The Centers for Disease Control and Prevention issued new recommendations on face coverings on Friday, effectively advising that Americans in counties representing over 70 percent of the population no longer need to wear masks inside in public. “We want to give people a break from things like masking when our levels are low and then have the ability to reach for them again should things get worse in the future,” said CDC director Rochelle Walensky. “We need to be prepared and we need to be ready for whatever comes next.”
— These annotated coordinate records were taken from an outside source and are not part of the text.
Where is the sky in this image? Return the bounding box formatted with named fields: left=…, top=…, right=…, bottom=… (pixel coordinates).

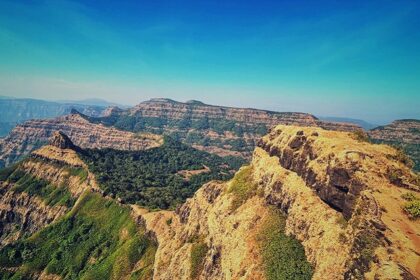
left=0, top=0, right=420, bottom=124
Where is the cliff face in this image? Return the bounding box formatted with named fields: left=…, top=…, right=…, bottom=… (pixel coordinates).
left=97, top=98, right=361, bottom=159
left=368, top=120, right=420, bottom=172
left=369, top=120, right=420, bottom=144
left=129, top=98, right=359, bottom=131
left=133, top=126, right=420, bottom=279
left=0, top=98, right=104, bottom=137
left=0, top=113, right=162, bottom=166
left=0, top=132, right=98, bottom=247
left=0, top=125, right=420, bottom=280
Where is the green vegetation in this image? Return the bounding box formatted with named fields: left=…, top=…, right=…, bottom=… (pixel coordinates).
left=228, top=166, right=258, bottom=210
left=4, top=167, right=75, bottom=207
left=258, top=209, right=312, bottom=280
left=401, top=192, right=420, bottom=219
left=357, top=233, right=379, bottom=271
left=191, top=238, right=209, bottom=279
left=85, top=114, right=268, bottom=158
left=65, top=167, right=88, bottom=183
left=373, top=140, right=420, bottom=172
left=81, top=137, right=242, bottom=209
left=0, top=192, right=156, bottom=279
left=0, top=163, right=18, bottom=182
left=353, top=130, right=370, bottom=142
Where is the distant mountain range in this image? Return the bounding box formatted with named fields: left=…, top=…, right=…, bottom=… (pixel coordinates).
left=55, top=98, right=130, bottom=109
left=0, top=96, right=106, bottom=137
left=318, top=116, right=379, bottom=130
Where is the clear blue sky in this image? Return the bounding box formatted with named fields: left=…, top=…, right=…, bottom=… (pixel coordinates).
left=0, top=0, right=420, bottom=123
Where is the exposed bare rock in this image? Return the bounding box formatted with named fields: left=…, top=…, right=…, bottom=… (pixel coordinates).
left=0, top=143, right=100, bottom=247
left=133, top=126, right=420, bottom=279
left=49, top=131, right=76, bottom=149
left=0, top=114, right=163, bottom=166
left=369, top=120, right=420, bottom=144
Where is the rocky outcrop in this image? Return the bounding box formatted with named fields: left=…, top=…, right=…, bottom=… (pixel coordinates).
left=90, top=98, right=361, bottom=159
left=133, top=126, right=420, bottom=279
left=368, top=120, right=420, bottom=172
left=49, top=131, right=76, bottom=150
left=0, top=138, right=100, bottom=247
left=368, top=120, right=420, bottom=144
left=0, top=112, right=163, bottom=166
left=0, top=183, right=67, bottom=248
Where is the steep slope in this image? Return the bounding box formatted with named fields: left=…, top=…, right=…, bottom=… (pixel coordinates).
left=0, top=132, right=156, bottom=279
left=0, top=97, right=105, bottom=137
left=0, top=133, right=97, bottom=247
left=133, top=126, right=420, bottom=279
left=88, top=98, right=361, bottom=159
left=368, top=120, right=420, bottom=171
left=0, top=111, right=162, bottom=166
left=0, top=125, right=420, bottom=280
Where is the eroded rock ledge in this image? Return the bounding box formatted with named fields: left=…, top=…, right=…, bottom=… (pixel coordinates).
left=133, top=126, right=420, bottom=279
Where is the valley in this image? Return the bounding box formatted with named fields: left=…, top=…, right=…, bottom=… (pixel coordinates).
left=0, top=122, right=420, bottom=279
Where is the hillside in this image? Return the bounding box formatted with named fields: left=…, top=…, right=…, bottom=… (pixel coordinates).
left=368, top=120, right=420, bottom=171
left=0, top=125, right=420, bottom=279
left=0, top=97, right=105, bottom=137
left=91, top=98, right=360, bottom=159
left=0, top=99, right=358, bottom=166
left=0, top=112, right=163, bottom=167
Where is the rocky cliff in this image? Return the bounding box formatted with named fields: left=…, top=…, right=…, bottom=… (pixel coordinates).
left=0, top=125, right=420, bottom=280
left=369, top=120, right=420, bottom=144
left=133, top=126, right=420, bottom=279
left=0, top=112, right=162, bottom=166
left=89, top=98, right=361, bottom=159
left=368, top=119, right=420, bottom=172
left=0, top=132, right=98, bottom=247
left=0, top=97, right=105, bottom=137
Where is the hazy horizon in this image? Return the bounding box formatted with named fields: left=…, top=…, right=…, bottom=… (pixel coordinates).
left=0, top=0, right=420, bottom=124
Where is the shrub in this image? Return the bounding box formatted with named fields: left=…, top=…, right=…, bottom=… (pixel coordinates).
left=394, top=146, right=414, bottom=168
left=403, top=199, right=420, bottom=219
left=228, top=166, right=258, bottom=211
left=191, top=239, right=209, bottom=279
left=353, top=130, right=370, bottom=142
left=258, top=209, right=313, bottom=280
left=0, top=192, right=156, bottom=279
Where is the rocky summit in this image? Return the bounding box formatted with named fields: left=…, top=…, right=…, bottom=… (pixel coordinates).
left=0, top=111, right=162, bottom=166
left=0, top=125, right=420, bottom=279
left=49, top=131, right=76, bottom=149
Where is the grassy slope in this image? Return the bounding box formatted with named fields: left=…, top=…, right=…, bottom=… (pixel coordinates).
left=0, top=192, right=156, bottom=279
left=258, top=208, right=312, bottom=280
left=82, top=138, right=243, bottom=209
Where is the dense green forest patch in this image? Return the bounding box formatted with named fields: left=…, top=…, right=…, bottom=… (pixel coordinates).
left=0, top=165, right=75, bottom=207
left=228, top=165, right=258, bottom=210
left=372, top=140, right=420, bottom=172
left=191, top=238, right=209, bottom=279
left=81, top=137, right=243, bottom=209
left=258, top=208, right=313, bottom=280
left=0, top=192, right=156, bottom=279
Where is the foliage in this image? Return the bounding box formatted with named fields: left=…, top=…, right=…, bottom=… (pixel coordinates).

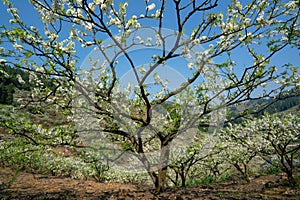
left=0, top=0, right=300, bottom=191
left=224, top=114, right=300, bottom=184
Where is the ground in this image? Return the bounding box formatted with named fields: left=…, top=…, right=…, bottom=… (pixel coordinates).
left=0, top=169, right=300, bottom=200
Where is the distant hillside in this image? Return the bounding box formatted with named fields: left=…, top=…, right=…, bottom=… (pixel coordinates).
left=228, top=89, right=300, bottom=123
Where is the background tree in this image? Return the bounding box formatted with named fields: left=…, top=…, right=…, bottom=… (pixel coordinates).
left=226, top=114, right=300, bottom=185
left=0, top=0, right=299, bottom=191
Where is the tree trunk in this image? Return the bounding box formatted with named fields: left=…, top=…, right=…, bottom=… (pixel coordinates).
left=155, top=142, right=170, bottom=192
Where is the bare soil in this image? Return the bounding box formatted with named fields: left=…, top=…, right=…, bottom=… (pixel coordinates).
left=0, top=169, right=300, bottom=200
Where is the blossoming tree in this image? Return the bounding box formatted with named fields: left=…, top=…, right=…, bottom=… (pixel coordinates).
left=0, top=0, right=300, bottom=191
left=224, top=114, right=300, bottom=185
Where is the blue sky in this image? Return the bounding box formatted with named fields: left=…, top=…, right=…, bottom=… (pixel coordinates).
left=0, top=0, right=300, bottom=95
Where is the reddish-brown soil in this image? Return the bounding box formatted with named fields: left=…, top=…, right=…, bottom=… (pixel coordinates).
left=0, top=169, right=300, bottom=200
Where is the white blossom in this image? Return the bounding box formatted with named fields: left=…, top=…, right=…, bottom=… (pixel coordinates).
left=146, top=3, right=155, bottom=11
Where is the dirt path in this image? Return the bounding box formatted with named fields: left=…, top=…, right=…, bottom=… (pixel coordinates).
left=0, top=169, right=300, bottom=200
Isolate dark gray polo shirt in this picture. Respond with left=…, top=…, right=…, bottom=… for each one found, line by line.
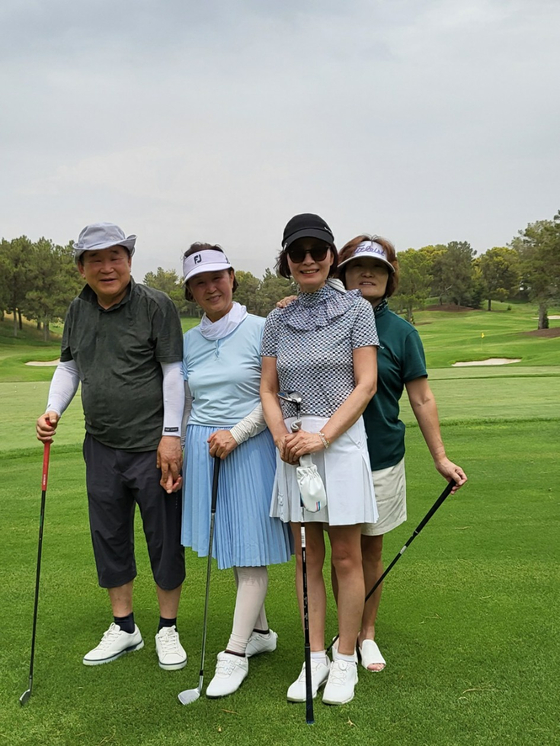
left=60, top=279, right=183, bottom=451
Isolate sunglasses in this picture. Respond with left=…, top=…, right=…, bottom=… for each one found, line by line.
left=288, top=244, right=330, bottom=264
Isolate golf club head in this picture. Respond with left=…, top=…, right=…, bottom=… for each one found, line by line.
left=177, top=689, right=200, bottom=705
left=19, top=689, right=31, bottom=707
left=278, top=391, right=303, bottom=433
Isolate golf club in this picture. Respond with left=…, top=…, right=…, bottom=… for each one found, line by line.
left=327, top=479, right=455, bottom=653
left=278, top=391, right=315, bottom=725
left=178, top=456, right=222, bottom=705
left=19, top=441, right=51, bottom=705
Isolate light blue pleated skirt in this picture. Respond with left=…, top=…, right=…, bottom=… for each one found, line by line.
left=181, top=425, right=292, bottom=569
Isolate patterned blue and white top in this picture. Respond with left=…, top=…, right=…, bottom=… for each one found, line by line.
left=261, top=285, right=379, bottom=418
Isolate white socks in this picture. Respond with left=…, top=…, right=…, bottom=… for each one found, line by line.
left=227, top=567, right=268, bottom=655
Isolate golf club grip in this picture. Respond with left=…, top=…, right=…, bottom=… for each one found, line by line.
left=414, top=479, right=456, bottom=536
left=41, top=442, right=51, bottom=492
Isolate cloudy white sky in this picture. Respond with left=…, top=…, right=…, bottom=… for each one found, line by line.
left=0, top=0, right=560, bottom=280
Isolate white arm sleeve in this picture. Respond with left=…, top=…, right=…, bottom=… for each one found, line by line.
left=230, top=402, right=266, bottom=445
left=46, top=360, right=80, bottom=417
left=161, top=362, right=185, bottom=438
left=181, top=381, right=192, bottom=447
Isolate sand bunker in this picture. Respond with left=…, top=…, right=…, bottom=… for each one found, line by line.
left=25, top=358, right=60, bottom=367
left=453, top=357, right=521, bottom=368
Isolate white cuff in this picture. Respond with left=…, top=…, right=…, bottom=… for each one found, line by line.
left=230, top=402, right=266, bottom=445
left=161, top=362, right=184, bottom=438
left=45, top=360, right=80, bottom=417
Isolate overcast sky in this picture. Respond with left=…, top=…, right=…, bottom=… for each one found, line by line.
left=0, top=0, right=560, bottom=280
The move, which also allows the lifting of social distancing measures, comes as Omicron cases and hospitalizations drop rapidly throughout much of the United States and debate rages on about how and when to lessen pandemic restrictions for a virus that killed 2,908 Americans yesterday. The new, adaptable metric guiding the easing of masking recommendations no longer just involves the number of cases in a county but advises that local public-health officials consider three factors instead: new COVID-caused hospitalizations over the prior week, the percentage of hospital beds taken up by COVID patients, and the number of COVID cases per 100,000 people in the prior week. Based on those factors, the CDC now says, communities can determine whether there is a high, medium, or low risk of catching the coronavirus, and residents only need to mask up when the risk is high.
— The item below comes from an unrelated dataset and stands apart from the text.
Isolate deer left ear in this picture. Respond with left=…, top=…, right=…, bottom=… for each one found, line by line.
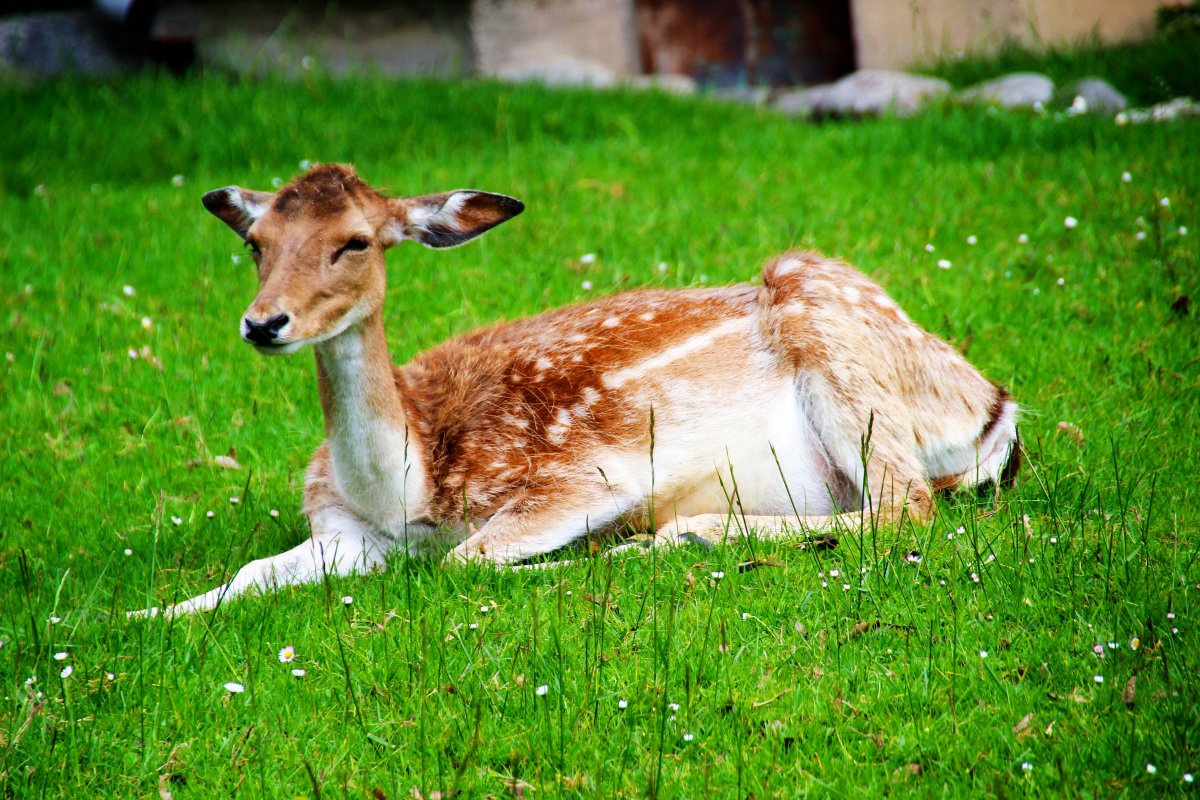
left=200, top=186, right=275, bottom=239
left=385, top=190, right=524, bottom=247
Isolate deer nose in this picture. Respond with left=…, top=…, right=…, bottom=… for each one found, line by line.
left=241, top=314, right=288, bottom=344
The decision follows the recent expiration of mask mandates in deep-blue states like New York, California, and New Jersey. Prior to the policy change, the CDC advised that 99 percent of the population should wear masks indoors. “Now it’s time to focus on severity, not just cases, of COVID,” Health and Human Services secretary Xavier Becerra told CNN. “Because of all the hard work that’s been done and the many tools we’ve developed to tackle COVID, we can ease the guidance on mask use — not everyone in every place needs to wear a mask.” For those areas, there is no recommendation for indoor masking unless you are unvaccinated or at potential “increased risk” for COVID-19.